MTH 471 Numerical Analysis

Instructor:     Prof. Orlando Merino

Semester:     Fall 99

Text:            Numerical Analysis, by D. Kincaid and W. Cheney -Second Edition

Evaluation:    Homework and other assignments (60%) and 2 Exams (20% each)

About the course

This is an introductory course to the algorithms and methods used in scientific computing, for students of Mathematics, Sciences,  Engineering, Computer Science.  You should be familiar with calculus, linear algebra, and one programming language (e.g. matlab, maple, mathematica, fortran, etc.)   Algorithms will be discussed in pseudocode, so they are easy to write in any computer language. The exposition is going to be mathematical, and it will include the statement and proofs of theorems. 
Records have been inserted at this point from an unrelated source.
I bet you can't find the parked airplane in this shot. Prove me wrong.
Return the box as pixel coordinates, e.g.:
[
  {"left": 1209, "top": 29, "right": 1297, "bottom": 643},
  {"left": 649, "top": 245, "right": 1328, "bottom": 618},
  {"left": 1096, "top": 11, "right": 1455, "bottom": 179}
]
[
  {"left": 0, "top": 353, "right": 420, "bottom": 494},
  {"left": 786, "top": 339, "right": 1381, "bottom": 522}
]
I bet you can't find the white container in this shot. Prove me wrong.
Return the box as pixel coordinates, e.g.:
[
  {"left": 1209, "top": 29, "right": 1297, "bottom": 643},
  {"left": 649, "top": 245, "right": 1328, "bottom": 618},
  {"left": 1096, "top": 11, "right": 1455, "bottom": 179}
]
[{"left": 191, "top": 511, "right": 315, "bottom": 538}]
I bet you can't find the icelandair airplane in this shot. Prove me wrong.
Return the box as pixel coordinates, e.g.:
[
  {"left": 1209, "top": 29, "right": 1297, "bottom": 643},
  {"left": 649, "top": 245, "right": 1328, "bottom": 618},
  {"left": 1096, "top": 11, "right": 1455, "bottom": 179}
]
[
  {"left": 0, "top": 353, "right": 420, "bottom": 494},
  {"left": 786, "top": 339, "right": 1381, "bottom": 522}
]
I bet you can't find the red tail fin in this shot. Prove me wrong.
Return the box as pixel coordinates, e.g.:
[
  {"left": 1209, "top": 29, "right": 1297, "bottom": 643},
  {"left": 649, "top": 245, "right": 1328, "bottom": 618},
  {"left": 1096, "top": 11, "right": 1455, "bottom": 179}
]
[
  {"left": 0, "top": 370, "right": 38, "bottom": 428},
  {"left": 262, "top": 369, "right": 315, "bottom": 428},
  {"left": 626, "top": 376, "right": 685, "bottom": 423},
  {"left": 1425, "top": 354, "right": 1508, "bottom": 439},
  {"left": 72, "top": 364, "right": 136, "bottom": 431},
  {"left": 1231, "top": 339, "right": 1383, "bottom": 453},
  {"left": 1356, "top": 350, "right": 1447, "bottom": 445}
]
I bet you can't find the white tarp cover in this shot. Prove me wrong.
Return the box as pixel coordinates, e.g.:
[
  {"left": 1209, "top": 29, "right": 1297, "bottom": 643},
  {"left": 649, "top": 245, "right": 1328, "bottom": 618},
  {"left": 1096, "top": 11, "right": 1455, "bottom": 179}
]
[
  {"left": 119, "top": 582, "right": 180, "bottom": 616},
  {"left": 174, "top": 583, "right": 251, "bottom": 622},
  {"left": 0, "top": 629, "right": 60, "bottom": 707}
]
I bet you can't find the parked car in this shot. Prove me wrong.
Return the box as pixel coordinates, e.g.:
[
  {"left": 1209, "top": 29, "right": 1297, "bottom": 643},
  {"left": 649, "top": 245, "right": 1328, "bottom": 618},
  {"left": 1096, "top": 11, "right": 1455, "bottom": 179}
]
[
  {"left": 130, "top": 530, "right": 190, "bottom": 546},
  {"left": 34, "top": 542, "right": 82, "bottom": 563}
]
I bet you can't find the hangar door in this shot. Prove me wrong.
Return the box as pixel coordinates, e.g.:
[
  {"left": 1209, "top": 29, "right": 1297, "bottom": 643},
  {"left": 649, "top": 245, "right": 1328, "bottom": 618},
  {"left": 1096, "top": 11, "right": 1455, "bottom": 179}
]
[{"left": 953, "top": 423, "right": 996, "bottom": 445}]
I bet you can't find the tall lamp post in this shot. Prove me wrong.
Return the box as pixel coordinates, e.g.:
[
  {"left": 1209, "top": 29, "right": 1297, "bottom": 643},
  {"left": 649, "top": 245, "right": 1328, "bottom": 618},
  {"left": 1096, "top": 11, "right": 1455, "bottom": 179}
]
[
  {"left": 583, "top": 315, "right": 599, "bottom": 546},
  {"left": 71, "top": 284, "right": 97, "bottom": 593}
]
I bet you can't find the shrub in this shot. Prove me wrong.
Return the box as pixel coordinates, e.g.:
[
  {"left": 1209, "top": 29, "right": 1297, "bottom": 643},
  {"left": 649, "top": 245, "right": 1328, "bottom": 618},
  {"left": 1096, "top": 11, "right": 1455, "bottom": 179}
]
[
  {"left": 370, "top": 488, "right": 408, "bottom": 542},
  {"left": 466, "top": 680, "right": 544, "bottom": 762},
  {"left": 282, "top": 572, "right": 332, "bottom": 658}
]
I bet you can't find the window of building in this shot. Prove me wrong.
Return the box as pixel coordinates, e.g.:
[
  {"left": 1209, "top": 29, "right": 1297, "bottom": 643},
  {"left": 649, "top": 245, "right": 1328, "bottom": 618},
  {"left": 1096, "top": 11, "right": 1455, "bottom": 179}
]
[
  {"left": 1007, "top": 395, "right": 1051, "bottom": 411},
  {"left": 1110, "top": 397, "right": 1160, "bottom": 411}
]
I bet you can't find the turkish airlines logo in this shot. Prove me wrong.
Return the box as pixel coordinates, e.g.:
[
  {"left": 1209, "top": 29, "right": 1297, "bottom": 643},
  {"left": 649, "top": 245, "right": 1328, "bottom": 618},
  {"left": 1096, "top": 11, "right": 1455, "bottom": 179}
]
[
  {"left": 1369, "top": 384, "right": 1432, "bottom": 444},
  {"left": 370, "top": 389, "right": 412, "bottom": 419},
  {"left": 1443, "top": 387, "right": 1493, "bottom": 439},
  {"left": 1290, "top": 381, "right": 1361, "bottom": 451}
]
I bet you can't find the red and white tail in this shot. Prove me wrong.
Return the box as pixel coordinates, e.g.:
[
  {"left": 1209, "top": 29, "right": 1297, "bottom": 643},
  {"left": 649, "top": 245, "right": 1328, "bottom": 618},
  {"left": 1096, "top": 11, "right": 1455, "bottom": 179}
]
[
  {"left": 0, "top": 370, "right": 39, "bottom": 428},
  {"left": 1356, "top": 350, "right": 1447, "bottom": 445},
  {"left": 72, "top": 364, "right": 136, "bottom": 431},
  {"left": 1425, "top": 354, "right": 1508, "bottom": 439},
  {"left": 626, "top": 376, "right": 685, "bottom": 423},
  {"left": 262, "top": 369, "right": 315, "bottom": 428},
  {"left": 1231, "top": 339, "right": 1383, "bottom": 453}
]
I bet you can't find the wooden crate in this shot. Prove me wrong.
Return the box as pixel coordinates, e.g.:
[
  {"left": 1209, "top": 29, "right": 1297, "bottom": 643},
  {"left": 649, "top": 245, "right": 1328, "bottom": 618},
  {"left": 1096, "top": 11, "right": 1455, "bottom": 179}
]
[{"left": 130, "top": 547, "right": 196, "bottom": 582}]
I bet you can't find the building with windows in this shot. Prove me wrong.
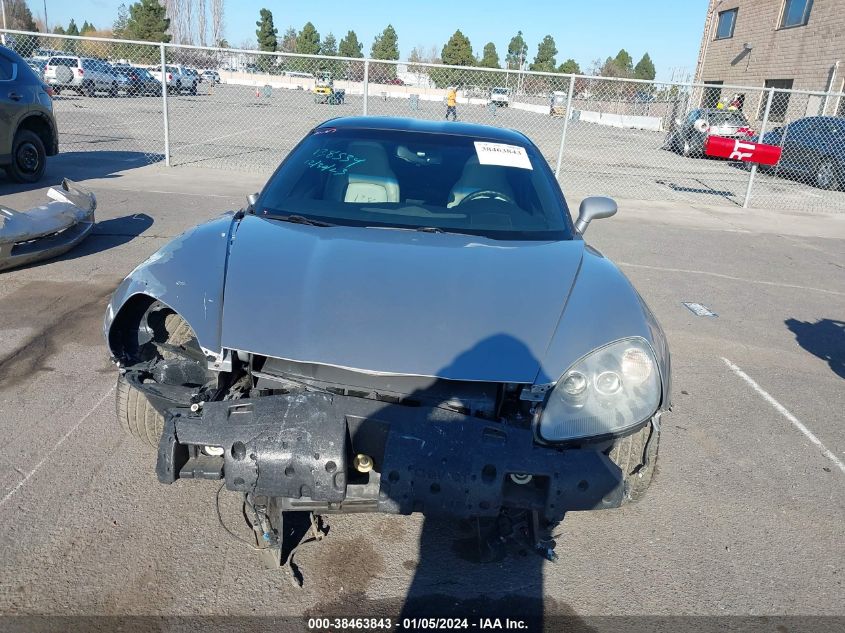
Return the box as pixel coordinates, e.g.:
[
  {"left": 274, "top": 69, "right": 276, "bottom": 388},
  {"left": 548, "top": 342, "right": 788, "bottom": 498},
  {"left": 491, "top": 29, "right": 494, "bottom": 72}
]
[{"left": 695, "top": 0, "right": 845, "bottom": 121}]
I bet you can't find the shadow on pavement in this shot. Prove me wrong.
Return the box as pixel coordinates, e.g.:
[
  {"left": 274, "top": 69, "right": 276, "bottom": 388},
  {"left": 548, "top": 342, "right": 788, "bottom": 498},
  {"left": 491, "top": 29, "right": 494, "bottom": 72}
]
[
  {"left": 0, "top": 151, "right": 164, "bottom": 195},
  {"left": 784, "top": 319, "right": 845, "bottom": 378}
]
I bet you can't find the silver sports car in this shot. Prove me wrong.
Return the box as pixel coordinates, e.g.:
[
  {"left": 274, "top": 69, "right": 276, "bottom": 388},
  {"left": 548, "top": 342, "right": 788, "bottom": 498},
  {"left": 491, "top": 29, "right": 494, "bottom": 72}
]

Mathematical Preliminaries
Basic Concepts and Taylor's Theorem. Order of Convergence.
Computer Arithmetic.
Floating Point Numbers and Roundoff Errors. Absolute and Relative Errors. Stable and Unstable Computations. Conditioning.
Solution of Nonlinear Equations.
Bisection Method. Newton's Method.  Secant Method.
Solving Systems of Linear Equations.
Matrix Algebra.   The LU and Cholesky Factorizations. Pivoting and Constructing an Algorithm. Norms and the Analysis of Errors. Neumann Series and Iterative Refinement.
Selected Topics.
Eigenvalues and the Power Method. Schur's and Gershgorin's Theorems.
Approximating Functions
Polynomial Interpolation.   Divided Differences. Hermite Interpolation. Spline Interpolation.
Numerical Differentiation and Integration.
Numerical Differentiation and Richardson Extrapolation. Numerical Integration Based on Interpolation. Gaussian Quadrature. Romberg Integration. Adaptive Quadrature.